Я, как могла, объяснила ей связь всех событий, и она мне пообещала, что прямо сейчас к ним и пойдёт. А потом добавила:
– Дашу с собой возьму.
– Вы уверены? – Засомневалась я в её решении.
– А что нам терять? Если в ближайшее время ничего у вас не получится, нам с Дашей уже никто не поможет. А Лена меня поймёт. Раз она не участвовала в колдовстве своих родственниц, то у меня только на неё вся надежда. Потихоньку с Дашей дойдём до них. Они же рядом живут. Второй этаж, невысоко ей подниматься.
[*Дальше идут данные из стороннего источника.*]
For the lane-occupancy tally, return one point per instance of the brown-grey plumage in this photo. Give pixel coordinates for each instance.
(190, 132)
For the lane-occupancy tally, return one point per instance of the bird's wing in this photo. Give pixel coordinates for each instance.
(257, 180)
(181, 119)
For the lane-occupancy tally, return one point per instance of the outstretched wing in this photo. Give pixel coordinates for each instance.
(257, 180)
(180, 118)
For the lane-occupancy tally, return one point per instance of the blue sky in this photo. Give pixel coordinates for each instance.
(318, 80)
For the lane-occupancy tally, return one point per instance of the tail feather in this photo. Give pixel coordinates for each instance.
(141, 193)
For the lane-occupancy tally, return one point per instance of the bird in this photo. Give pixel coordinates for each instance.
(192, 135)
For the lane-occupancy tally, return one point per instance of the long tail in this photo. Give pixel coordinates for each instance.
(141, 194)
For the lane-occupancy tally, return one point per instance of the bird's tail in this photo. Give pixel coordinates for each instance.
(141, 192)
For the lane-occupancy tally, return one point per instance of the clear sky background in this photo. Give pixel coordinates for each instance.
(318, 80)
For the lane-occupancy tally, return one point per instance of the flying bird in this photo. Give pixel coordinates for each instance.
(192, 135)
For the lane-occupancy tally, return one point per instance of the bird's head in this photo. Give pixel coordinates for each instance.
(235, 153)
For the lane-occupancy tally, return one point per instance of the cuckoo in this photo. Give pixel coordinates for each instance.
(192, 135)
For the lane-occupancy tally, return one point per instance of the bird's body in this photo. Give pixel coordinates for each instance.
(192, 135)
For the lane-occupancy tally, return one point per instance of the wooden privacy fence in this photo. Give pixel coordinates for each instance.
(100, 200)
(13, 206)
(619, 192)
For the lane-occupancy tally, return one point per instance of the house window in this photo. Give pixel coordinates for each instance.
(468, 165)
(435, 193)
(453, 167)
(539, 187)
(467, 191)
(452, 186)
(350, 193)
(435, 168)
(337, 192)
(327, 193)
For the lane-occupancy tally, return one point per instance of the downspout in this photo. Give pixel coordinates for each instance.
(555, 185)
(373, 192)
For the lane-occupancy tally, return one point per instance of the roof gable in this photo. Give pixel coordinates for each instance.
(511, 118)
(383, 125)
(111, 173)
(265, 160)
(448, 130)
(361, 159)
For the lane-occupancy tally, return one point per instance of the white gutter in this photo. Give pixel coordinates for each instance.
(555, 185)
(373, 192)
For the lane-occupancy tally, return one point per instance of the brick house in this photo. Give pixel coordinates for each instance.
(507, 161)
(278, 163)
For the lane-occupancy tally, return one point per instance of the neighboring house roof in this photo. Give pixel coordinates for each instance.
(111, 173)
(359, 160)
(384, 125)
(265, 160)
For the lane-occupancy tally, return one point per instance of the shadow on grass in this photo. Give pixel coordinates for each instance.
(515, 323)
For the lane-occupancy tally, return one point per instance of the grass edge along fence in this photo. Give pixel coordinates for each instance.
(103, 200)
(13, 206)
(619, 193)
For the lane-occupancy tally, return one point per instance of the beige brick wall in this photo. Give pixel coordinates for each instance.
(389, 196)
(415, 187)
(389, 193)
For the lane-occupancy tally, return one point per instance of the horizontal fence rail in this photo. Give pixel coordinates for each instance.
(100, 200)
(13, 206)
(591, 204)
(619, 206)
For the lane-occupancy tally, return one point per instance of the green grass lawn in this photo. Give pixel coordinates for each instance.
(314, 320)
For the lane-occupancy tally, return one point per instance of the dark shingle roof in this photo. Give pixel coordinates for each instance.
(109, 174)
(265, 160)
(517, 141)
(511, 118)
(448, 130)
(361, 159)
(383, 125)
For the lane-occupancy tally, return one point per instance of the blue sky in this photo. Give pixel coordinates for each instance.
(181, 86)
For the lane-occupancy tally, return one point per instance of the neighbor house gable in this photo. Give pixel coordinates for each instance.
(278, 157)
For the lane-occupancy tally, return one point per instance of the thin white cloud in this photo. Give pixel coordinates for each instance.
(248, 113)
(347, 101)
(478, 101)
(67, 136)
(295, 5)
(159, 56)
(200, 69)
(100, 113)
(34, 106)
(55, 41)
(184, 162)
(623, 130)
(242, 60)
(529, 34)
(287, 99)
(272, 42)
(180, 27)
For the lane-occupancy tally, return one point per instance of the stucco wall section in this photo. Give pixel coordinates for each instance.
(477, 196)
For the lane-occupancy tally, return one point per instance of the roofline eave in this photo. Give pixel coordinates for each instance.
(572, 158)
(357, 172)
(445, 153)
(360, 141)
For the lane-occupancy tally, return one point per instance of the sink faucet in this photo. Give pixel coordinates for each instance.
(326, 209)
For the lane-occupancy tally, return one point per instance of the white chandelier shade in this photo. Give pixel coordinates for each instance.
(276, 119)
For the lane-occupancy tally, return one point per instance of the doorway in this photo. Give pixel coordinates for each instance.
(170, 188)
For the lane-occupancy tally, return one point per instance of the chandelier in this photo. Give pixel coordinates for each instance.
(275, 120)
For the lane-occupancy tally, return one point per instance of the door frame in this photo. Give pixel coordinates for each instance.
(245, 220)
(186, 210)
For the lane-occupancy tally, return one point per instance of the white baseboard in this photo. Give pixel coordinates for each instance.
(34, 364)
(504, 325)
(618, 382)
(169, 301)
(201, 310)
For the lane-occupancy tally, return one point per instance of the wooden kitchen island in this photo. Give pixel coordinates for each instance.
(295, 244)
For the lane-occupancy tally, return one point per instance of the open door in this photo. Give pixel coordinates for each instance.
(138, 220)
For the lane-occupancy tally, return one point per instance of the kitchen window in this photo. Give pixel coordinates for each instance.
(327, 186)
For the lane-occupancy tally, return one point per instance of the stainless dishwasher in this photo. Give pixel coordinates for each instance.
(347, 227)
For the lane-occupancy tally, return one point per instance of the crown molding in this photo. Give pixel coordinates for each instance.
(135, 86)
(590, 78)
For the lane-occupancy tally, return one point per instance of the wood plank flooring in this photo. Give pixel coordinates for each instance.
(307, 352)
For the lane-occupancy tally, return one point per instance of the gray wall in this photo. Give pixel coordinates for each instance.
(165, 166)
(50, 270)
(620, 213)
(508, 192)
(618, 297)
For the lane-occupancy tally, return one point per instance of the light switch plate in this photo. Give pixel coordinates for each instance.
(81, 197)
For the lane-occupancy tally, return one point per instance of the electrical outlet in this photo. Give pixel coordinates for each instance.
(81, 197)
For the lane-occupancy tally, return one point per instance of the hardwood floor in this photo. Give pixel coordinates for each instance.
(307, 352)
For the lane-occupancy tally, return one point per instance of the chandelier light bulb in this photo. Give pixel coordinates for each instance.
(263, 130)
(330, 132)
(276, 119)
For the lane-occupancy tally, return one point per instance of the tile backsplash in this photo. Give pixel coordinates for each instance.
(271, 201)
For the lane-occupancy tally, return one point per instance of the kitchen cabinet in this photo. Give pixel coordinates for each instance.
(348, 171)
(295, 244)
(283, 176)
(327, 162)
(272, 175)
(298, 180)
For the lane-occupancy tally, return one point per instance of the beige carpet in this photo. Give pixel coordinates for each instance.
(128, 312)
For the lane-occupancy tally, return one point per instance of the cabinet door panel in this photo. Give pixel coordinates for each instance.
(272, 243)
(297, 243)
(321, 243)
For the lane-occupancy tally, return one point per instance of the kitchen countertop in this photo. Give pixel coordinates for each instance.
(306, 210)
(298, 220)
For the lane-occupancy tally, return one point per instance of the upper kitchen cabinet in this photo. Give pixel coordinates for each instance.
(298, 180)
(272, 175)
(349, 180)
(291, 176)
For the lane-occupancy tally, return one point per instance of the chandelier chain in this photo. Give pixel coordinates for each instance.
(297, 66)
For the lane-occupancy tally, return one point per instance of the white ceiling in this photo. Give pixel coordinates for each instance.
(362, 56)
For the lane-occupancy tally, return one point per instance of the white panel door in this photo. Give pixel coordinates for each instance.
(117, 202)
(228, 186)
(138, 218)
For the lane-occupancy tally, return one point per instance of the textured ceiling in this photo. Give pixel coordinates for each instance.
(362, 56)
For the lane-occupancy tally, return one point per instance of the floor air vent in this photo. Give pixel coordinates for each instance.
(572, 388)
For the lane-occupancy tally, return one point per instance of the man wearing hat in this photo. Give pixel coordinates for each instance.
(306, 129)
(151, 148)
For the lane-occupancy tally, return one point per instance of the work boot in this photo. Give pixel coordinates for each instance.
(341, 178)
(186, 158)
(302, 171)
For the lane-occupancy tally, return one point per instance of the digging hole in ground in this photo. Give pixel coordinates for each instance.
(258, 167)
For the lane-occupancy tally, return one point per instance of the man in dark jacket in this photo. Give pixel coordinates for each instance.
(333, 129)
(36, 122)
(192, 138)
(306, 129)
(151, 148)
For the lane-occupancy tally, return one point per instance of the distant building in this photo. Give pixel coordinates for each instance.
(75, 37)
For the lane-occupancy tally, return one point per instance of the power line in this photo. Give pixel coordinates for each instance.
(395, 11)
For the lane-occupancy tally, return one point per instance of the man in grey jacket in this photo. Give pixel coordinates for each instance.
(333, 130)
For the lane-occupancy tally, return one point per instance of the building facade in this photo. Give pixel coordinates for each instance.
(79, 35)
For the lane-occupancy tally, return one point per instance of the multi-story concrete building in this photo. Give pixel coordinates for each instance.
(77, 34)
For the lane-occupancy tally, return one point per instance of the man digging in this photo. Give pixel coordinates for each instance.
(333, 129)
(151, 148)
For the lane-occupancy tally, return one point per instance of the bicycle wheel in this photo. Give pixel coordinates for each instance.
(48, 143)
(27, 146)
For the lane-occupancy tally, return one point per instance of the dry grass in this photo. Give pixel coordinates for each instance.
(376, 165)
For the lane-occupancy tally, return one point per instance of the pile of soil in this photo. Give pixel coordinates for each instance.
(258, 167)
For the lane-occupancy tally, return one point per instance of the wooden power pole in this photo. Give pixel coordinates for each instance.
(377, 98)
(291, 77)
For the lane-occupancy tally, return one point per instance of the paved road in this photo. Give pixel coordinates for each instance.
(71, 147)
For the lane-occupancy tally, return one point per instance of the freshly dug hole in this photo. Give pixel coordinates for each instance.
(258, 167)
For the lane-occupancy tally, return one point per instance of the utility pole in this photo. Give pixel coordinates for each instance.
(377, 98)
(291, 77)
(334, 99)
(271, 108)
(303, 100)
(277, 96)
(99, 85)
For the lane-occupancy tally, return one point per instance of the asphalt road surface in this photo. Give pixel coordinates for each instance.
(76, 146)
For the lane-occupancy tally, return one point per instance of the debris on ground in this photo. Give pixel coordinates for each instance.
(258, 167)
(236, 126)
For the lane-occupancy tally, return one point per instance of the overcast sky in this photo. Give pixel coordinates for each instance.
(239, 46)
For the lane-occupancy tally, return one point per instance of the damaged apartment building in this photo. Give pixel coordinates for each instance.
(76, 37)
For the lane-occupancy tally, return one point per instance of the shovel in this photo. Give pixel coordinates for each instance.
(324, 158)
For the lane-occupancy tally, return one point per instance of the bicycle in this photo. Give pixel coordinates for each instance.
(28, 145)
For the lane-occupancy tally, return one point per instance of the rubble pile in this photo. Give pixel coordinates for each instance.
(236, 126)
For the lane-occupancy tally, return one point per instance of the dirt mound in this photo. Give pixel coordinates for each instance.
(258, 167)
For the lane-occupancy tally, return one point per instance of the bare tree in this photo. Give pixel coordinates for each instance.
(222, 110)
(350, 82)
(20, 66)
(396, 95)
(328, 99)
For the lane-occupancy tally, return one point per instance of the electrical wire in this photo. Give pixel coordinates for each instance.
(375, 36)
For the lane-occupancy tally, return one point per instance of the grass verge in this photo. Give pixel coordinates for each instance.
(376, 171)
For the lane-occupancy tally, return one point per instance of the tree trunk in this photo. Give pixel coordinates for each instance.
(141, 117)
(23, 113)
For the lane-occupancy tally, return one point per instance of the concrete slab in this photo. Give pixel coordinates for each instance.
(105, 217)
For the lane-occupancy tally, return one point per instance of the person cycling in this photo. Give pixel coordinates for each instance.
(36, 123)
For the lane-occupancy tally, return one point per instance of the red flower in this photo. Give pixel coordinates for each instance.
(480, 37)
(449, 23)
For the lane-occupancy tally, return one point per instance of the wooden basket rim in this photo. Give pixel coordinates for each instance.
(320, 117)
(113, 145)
Я уже начала волноваться, время идёт, а Ильи всё нет. Звонить ему не буду, вдруг он в дороге. Не любит он, когда ему в это время кто-то звонит. Я вышла на улицу, прошлась к реке, постояла на берегу. Возле самой воды отдыхала компания, было шумно. А мне хотелось тишины. Я снова вернулась во двор. Какое-то состояние усталости навалилось на меня. Не хотелось ни двигаться, ни разговаривать. Даже думать. Так и сидела с пустой головой, в которой не рождалось ни одной мысли.
Послышались шаги. Сакатов подошёл и сел рядом.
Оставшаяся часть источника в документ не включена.